Bad day for UK banks
Shares in Bradford & Bingley (B&B), Britain’s biggest buy-to-let mortgage lender, fell more than 30 percent this morning after it revealed profits down from £107 million to minus £8 million in the first four months of 2008. CEO Steven Crawshaw resigned in advance, citing serious heart problems.
The company blamed “difficult market conditions,” with people more than three months behind on their payments rising from 1.63 to 2.16 percent of its portfolio, and more likely to default as the economic slowdown takes hold, plus £15 million lost to organised frauds.
The “difficult market conditions” are the precipitous decline in mortgage approvals, reported by the Bank of England down from 63,000 in March to 58,000 in April, a record new low since records began in 1999.
B&B also confirmed that the private equity buyout firm Texas Pacific Group, one of the world’s biggest, is to invest £179 million in exchange for a 23 per cent stake in the group. This alongside an increased rights issue to existing City shareholders at 55p per share, down from the 82p of the original issue.
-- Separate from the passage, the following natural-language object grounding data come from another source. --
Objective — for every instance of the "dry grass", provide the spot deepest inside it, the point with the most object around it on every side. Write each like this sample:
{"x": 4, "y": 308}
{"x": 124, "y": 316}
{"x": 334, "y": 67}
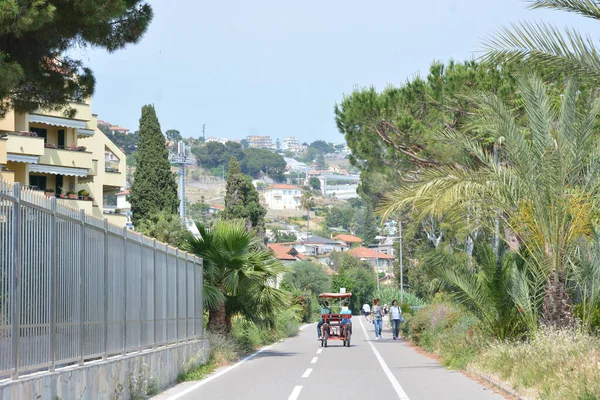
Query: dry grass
{"x": 553, "y": 364}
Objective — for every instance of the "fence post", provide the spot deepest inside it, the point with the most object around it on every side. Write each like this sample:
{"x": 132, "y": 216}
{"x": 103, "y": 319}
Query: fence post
{"x": 81, "y": 286}
{"x": 177, "y": 295}
{"x": 16, "y": 276}
{"x": 105, "y": 289}
{"x": 142, "y": 291}
{"x": 187, "y": 301}
{"x": 53, "y": 279}
{"x": 154, "y": 291}
{"x": 194, "y": 297}
{"x": 167, "y": 293}
{"x": 125, "y": 290}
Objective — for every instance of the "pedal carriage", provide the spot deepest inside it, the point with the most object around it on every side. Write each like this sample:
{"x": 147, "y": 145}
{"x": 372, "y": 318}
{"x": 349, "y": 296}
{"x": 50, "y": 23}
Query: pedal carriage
{"x": 336, "y": 326}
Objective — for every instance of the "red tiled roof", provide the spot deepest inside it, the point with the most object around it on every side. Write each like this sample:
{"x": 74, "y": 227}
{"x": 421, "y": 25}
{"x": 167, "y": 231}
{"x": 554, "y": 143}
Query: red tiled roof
{"x": 348, "y": 238}
{"x": 281, "y": 252}
{"x": 282, "y": 186}
{"x": 363, "y": 252}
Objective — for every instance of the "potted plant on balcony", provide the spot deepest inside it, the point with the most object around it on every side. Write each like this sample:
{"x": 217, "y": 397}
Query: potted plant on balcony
{"x": 84, "y": 194}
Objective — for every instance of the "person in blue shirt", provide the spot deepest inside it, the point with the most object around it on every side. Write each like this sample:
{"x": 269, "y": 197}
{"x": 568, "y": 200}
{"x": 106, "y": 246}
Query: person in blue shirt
{"x": 346, "y": 310}
{"x": 324, "y": 310}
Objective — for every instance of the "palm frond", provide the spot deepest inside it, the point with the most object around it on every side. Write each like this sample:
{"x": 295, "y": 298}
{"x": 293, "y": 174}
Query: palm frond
{"x": 212, "y": 296}
{"x": 587, "y": 8}
{"x": 543, "y": 44}
{"x": 539, "y": 114}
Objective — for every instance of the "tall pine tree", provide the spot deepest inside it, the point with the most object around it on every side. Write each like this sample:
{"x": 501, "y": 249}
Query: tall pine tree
{"x": 154, "y": 187}
{"x": 241, "y": 198}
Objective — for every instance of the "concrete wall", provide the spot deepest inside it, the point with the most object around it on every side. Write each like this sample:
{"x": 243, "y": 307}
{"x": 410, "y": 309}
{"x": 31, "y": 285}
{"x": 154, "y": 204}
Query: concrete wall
{"x": 111, "y": 379}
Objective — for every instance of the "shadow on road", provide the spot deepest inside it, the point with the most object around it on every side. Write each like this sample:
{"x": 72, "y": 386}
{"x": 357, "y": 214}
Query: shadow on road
{"x": 271, "y": 353}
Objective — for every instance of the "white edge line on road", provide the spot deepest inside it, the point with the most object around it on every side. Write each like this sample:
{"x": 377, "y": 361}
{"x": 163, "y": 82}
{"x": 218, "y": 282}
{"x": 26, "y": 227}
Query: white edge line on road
{"x": 295, "y": 393}
{"x": 218, "y": 374}
{"x": 399, "y": 391}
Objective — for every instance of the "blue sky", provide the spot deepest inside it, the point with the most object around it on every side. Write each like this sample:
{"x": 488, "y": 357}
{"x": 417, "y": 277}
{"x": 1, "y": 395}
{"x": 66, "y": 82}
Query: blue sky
{"x": 278, "y": 67}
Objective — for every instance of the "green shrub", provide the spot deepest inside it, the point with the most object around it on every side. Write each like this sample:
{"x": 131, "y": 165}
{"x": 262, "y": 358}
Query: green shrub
{"x": 556, "y": 364}
{"x": 446, "y": 330}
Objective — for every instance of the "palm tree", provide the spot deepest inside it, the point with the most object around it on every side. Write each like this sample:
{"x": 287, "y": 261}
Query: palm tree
{"x": 544, "y": 189}
{"x": 240, "y": 275}
{"x": 545, "y": 45}
{"x": 498, "y": 293}
{"x": 307, "y": 202}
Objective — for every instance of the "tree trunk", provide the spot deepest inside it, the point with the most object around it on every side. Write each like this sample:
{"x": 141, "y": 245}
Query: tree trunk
{"x": 557, "y": 310}
{"x": 218, "y": 320}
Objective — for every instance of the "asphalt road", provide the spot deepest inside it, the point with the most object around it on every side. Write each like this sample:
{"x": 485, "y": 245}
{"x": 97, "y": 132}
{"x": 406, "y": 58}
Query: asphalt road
{"x": 298, "y": 368}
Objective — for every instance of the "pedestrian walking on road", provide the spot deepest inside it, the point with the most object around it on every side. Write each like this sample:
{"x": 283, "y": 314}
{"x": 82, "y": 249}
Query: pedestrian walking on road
{"x": 366, "y": 310}
{"x": 397, "y": 319}
{"x": 377, "y": 318}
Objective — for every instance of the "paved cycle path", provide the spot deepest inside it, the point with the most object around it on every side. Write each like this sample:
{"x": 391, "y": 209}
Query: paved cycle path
{"x": 298, "y": 368}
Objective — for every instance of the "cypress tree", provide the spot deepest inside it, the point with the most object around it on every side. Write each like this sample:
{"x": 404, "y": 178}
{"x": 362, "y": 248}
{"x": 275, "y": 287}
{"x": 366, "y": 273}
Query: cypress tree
{"x": 241, "y": 198}
{"x": 154, "y": 188}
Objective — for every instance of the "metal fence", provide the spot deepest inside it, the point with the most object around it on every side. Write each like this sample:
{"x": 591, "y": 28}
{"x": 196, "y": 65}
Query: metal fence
{"x": 75, "y": 288}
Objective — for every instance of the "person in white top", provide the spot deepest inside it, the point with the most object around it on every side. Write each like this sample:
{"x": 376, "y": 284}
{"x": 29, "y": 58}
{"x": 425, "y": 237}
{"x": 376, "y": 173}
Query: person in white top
{"x": 366, "y": 309}
{"x": 396, "y": 316}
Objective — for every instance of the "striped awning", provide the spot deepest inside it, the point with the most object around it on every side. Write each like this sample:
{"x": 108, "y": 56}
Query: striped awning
{"x": 85, "y": 132}
{"x": 56, "y": 170}
{"x": 22, "y": 158}
{"x": 56, "y": 121}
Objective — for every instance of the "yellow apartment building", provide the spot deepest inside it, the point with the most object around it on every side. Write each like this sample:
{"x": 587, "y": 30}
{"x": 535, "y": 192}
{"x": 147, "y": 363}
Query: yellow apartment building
{"x": 63, "y": 157}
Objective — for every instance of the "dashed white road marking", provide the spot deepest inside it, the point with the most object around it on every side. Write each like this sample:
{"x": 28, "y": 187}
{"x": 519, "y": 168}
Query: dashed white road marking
{"x": 295, "y": 393}
{"x": 399, "y": 391}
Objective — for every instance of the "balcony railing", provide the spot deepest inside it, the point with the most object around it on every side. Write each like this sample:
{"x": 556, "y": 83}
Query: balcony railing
{"x": 71, "y": 148}
{"x": 63, "y": 196}
{"x": 111, "y": 166}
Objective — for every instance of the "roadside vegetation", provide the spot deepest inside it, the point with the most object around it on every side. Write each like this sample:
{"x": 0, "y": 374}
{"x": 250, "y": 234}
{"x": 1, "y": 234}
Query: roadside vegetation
{"x": 493, "y": 168}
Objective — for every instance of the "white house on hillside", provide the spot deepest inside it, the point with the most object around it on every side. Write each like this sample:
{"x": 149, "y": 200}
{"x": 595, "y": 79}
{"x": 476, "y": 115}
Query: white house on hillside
{"x": 283, "y": 197}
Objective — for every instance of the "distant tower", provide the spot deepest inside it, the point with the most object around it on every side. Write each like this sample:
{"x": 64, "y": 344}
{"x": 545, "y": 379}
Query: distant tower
{"x": 181, "y": 159}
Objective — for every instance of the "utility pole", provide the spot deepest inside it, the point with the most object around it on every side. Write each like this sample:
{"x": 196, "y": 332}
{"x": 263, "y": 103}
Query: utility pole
{"x": 400, "y": 260}
{"x": 181, "y": 159}
{"x": 377, "y": 269}
{"x": 496, "y": 219}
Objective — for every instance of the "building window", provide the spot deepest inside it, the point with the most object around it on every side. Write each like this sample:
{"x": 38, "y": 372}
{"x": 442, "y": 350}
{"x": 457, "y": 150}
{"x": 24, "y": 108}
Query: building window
{"x": 40, "y": 132}
{"x": 37, "y": 181}
{"x": 61, "y": 138}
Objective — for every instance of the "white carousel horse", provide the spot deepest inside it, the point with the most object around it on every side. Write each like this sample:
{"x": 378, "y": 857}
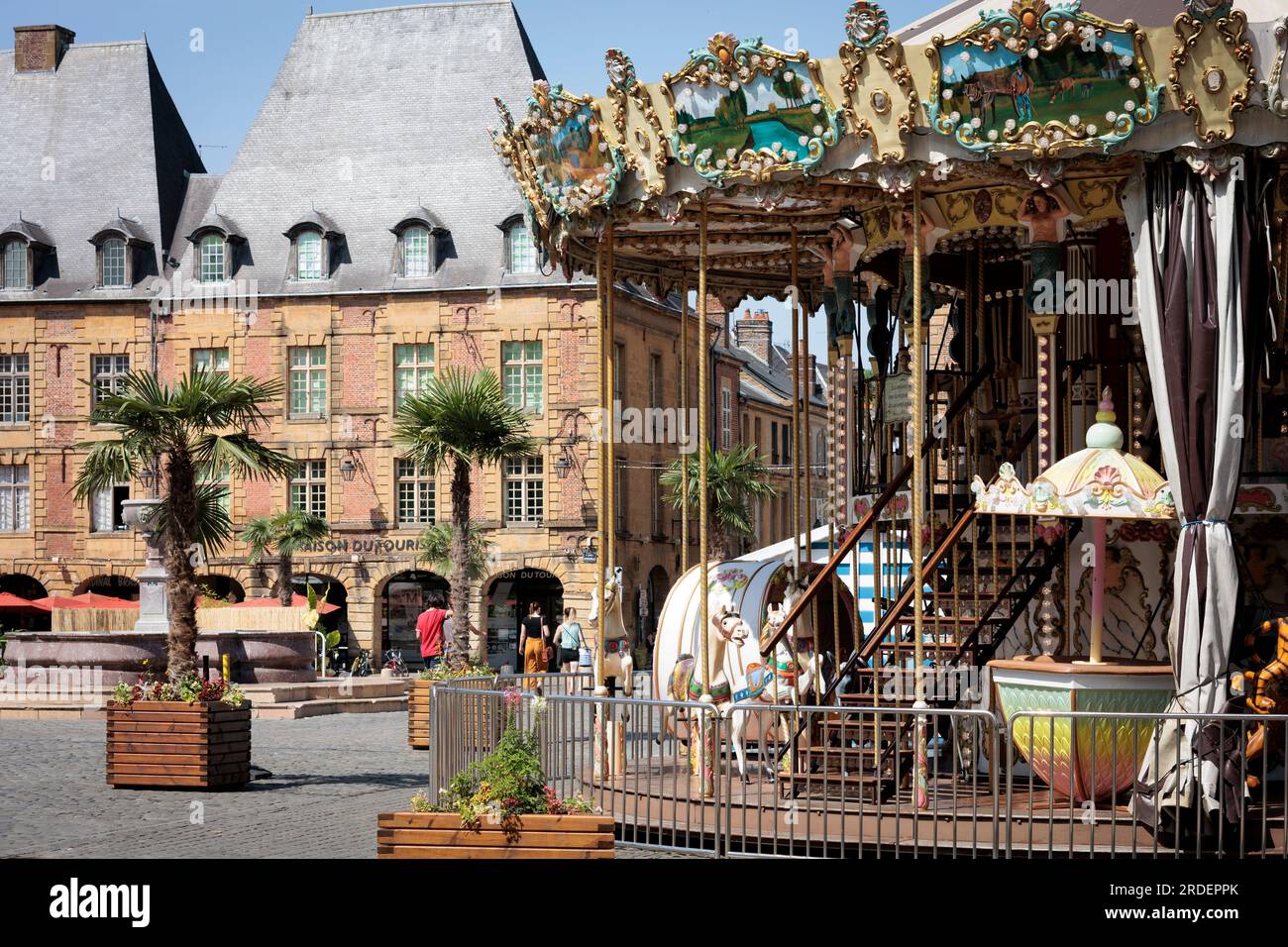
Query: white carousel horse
{"x": 797, "y": 671}
{"x": 617, "y": 661}
{"x": 786, "y": 681}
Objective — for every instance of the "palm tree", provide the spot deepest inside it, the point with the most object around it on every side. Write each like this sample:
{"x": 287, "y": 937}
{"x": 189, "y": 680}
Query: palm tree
{"x": 734, "y": 478}
{"x": 436, "y": 549}
{"x": 181, "y": 432}
{"x": 282, "y": 535}
{"x": 462, "y": 419}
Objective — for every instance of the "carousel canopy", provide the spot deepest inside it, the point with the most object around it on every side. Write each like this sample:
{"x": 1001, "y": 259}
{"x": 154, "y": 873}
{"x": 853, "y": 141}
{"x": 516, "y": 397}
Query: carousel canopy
{"x": 1098, "y": 480}
{"x": 793, "y": 155}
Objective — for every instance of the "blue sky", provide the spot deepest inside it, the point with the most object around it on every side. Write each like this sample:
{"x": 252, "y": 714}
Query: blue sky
{"x": 219, "y": 88}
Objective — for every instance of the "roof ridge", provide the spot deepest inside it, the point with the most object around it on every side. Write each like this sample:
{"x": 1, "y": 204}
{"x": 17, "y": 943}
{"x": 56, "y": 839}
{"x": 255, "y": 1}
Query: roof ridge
{"x": 406, "y": 7}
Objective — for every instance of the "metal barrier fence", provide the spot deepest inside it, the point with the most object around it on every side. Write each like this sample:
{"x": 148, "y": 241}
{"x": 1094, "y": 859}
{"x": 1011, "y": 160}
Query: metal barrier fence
{"x": 848, "y": 787}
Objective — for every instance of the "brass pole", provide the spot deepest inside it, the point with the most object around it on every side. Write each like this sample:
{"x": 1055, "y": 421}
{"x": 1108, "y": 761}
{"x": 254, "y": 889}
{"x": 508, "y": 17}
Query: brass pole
{"x": 918, "y": 482}
{"x": 797, "y": 415}
{"x": 610, "y": 368}
{"x": 684, "y": 420}
{"x": 702, "y": 463}
{"x": 604, "y": 437}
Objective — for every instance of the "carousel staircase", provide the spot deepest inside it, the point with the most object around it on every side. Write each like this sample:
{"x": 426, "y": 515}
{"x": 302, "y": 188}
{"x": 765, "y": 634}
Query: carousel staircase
{"x": 978, "y": 581}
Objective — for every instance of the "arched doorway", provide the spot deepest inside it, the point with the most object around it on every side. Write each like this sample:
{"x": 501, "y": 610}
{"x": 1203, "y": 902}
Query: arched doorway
{"x": 507, "y": 600}
{"x": 403, "y": 602}
{"x": 335, "y": 595}
{"x": 30, "y": 589}
{"x": 116, "y": 586}
{"x": 223, "y": 587}
{"x": 658, "y": 583}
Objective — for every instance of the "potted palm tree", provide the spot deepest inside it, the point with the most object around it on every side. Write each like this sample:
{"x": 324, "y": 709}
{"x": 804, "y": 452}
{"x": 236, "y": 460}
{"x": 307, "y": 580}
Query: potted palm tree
{"x": 436, "y": 549}
{"x": 282, "y": 535}
{"x": 180, "y": 731}
{"x": 462, "y": 420}
{"x": 734, "y": 479}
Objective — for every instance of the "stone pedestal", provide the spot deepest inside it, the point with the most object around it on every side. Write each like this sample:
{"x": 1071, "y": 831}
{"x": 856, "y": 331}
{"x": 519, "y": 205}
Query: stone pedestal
{"x": 154, "y": 602}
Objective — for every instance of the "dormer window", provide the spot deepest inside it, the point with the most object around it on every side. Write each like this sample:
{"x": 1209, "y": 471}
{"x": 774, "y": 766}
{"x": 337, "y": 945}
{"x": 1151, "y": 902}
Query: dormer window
{"x": 308, "y": 256}
{"x": 117, "y": 247}
{"x": 416, "y": 252}
{"x": 16, "y": 269}
{"x": 112, "y": 254}
{"x": 213, "y": 262}
{"x": 520, "y": 253}
{"x": 420, "y": 239}
{"x": 22, "y": 247}
{"x": 313, "y": 241}
{"x": 214, "y": 243}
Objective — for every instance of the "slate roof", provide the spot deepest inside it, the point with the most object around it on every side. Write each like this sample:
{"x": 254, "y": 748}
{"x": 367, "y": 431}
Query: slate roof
{"x": 97, "y": 140}
{"x": 772, "y": 382}
{"x": 374, "y": 115}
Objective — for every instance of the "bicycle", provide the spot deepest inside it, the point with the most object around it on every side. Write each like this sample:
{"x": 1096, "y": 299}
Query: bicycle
{"x": 362, "y": 665}
{"x": 394, "y": 663}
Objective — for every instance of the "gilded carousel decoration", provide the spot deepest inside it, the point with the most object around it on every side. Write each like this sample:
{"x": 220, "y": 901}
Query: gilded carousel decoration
{"x": 1041, "y": 80}
{"x": 745, "y": 111}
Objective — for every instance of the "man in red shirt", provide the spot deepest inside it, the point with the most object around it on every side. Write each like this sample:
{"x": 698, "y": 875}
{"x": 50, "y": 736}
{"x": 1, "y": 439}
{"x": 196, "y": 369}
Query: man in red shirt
{"x": 429, "y": 629}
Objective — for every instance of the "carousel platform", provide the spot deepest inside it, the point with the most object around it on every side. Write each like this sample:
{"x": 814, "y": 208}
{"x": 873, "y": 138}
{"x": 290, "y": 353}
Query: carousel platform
{"x": 656, "y": 802}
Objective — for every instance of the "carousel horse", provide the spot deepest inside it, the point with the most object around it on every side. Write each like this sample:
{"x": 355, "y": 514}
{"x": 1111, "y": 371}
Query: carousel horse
{"x": 1266, "y": 692}
{"x": 617, "y": 661}
{"x": 786, "y": 680}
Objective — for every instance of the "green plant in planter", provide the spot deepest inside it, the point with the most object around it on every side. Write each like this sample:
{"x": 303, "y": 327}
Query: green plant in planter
{"x": 445, "y": 672}
{"x": 510, "y": 781}
{"x": 189, "y": 688}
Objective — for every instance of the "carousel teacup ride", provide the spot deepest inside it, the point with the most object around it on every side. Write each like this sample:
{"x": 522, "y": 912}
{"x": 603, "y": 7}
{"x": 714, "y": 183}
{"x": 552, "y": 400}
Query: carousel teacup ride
{"x": 1083, "y": 759}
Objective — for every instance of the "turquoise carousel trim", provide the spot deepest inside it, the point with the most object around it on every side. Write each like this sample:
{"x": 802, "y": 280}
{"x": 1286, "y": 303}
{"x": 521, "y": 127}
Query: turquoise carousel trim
{"x": 576, "y": 166}
{"x": 1065, "y": 81}
{"x": 742, "y": 111}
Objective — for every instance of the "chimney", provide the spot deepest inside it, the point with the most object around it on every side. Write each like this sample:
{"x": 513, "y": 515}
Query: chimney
{"x": 754, "y": 333}
{"x": 40, "y": 48}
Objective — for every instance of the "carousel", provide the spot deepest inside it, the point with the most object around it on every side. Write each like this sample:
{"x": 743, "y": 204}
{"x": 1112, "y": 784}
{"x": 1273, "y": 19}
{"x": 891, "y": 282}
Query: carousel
{"x": 1008, "y": 219}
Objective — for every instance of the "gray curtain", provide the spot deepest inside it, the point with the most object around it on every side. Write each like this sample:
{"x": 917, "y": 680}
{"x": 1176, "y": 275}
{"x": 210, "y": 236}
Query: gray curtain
{"x": 1201, "y": 257}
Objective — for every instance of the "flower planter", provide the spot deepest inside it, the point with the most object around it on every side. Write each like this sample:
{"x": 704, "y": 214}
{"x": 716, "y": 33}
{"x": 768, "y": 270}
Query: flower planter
{"x": 417, "y": 714}
{"x": 441, "y": 835}
{"x": 171, "y": 744}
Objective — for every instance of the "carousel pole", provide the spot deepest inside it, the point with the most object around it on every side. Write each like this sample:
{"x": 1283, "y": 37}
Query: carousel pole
{"x": 684, "y": 420}
{"x": 605, "y": 437}
{"x": 797, "y": 414}
{"x": 610, "y": 369}
{"x": 703, "y": 447}
{"x": 704, "y": 745}
{"x": 918, "y": 483}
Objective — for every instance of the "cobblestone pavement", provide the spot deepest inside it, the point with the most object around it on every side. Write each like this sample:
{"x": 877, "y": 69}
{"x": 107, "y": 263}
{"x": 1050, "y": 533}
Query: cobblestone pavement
{"x": 331, "y": 776}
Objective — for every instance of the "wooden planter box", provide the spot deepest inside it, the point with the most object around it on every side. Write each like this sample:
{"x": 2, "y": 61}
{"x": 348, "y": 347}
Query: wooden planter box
{"x": 441, "y": 835}
{"x": 162, "y": 744}
{"x": 417, "y": 714}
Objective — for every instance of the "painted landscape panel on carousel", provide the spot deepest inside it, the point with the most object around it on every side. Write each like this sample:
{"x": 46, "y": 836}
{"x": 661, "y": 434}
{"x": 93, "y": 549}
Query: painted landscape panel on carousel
{"x": 717, "y": 127}
{"x": 574, "y": 158}
{"x": 993, "y": 95}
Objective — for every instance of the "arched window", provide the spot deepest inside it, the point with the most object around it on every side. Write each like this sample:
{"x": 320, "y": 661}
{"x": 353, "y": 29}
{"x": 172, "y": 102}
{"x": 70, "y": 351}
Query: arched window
{"x": 416, "y": 252}
{"x": 520, "y": 253}
{"x": 213, "y": 264}
{"x": 16, "y": 275}
{"x": 112, "y": 262}
{"x": 308, "y": 256}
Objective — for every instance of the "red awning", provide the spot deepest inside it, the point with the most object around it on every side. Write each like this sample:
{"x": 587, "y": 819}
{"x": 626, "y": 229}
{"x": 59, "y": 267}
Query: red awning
{"x": 86, "y": 599}
{"x": 16, "y": 603}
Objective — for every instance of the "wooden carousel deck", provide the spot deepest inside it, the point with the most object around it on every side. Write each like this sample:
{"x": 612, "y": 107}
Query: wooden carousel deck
{"x": 656, "y": 802}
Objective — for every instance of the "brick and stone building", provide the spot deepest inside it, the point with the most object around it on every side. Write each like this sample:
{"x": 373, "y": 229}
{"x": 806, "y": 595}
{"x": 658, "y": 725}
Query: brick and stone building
{"x": 364, "y": 237}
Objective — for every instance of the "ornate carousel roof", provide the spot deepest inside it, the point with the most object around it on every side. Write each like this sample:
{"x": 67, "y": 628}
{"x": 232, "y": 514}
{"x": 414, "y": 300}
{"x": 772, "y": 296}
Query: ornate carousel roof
{"x": 781, "y": 149}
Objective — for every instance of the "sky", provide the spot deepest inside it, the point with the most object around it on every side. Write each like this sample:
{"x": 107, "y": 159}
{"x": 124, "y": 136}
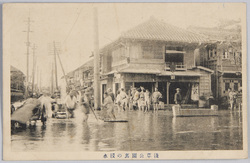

Further bad news came when the Office of Fair Trading (OFT) reported raids on the Royal Bank of Scotland and Barclays for possible price-fixing in loans made to law and accountancy firms. The OFT said the investigation was in its early stages and the focus was narrowly limited to two parties.
Last month, Bank of England Governor Mervyn King warned that the decade of strong growth and low inflation was over, predicting “a squeeze on real take-home pay, which will slow consumer spending and output growth, perhaps sharply.” In sum, a recession.
It is not, perhaps, remarkable that the star performers during the housing price boom of the last decade should be the first to bite the dust now that the bubble is deflating.